Los agentes lograron confirmar la existencia de un grupo perfectamente organizado que actuaba en diferentes puntos del territorio nacional, entre ellos Villarejo de Salvanés (Madrid), además de Benicàssim (Castellón), Sonseca (Toledo), Andorra (Teruel), La Sénia y Flix (Tarragona) y Campohermoso-Níjar (Almería).
El valor de las joyas sustraídas, los vehículos utilizados y los daños ocasionados en los establecimientos asciende aproximadamente a un millón de euros.
Un modus operandi planificado
Según la investigación, el grupo actuaba con una clara división de funciones. Antes de cada robo realizaban tareas de vigilancia y reconocimiento para seleccionar cuidadosamente los objetivos, incluyendo joyerías situadas en municipios como Villarejo de Salvanés.
Para cometer los asaltos ocultaban su rostro y utilizaban guantes, dificultando la labor policial.

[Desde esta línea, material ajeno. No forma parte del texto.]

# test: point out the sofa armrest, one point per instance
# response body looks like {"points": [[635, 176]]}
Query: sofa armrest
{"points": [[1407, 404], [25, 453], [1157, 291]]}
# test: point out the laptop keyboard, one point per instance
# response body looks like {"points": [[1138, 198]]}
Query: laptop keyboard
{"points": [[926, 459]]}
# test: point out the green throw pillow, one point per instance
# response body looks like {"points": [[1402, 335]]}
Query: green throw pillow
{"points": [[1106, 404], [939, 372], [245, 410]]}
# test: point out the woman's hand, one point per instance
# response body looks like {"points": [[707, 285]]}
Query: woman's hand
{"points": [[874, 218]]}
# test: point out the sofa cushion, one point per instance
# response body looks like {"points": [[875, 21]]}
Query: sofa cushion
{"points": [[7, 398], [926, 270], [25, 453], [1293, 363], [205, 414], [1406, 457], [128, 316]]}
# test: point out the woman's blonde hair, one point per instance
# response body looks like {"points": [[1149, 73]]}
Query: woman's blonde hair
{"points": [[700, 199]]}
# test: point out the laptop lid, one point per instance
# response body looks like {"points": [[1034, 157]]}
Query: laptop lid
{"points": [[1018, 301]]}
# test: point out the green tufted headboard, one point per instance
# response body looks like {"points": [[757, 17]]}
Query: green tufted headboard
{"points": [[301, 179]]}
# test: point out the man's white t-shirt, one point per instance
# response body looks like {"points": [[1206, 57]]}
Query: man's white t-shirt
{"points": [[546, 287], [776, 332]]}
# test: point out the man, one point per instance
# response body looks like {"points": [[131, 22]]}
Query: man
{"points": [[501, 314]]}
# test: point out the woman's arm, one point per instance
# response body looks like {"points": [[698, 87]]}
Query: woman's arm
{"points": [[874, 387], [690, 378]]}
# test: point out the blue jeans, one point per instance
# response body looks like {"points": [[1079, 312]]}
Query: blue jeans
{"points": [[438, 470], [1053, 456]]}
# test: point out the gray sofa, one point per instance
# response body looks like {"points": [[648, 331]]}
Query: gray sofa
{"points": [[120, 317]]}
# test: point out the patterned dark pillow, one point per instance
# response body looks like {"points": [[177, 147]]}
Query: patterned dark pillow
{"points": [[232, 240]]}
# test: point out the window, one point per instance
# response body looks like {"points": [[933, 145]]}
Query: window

Empleaban vehículos de gran potencia —en muchos casos robados o con matrículas manipuladas— para empotrarlos contra los establecimientos y acceder rápidamente al interior.
Una vez dentro, sustraían principalmente joyas y relojes de alto valor en pocos minutos, mientras otros miembros facilitaban la huida y realizaban labores de vigilancia.
Además, el grupo tenía capacidad logística para desplazarse entre distintas provincias y actuar de forma continuada.
Las investigaciones han determinado que los objetos sustraídos eran vendidos de forma inmediata en establecimientos de compraventa de segunda mano, lo que dificultaba su recuperación y trazabilidad.
Registros y detenciones
La fase final de la operación se llevó a cabo el 17 de marzo, con cinco entradas y registros en domicilios y otro en un local de compraventa de oro y joyas en las provincias de Castellón, Madrid y Toledo, donde se intervinieron efectos procedentes de los robos.
A los seis detenidos se les imputan delitos de pertenencia a grupo criminal, robos con fuerza, robos de vehículos, hurto, falsificación documental y receptación. La autoridad judicial decretó el ingreso en prisión de cuatro de ellos.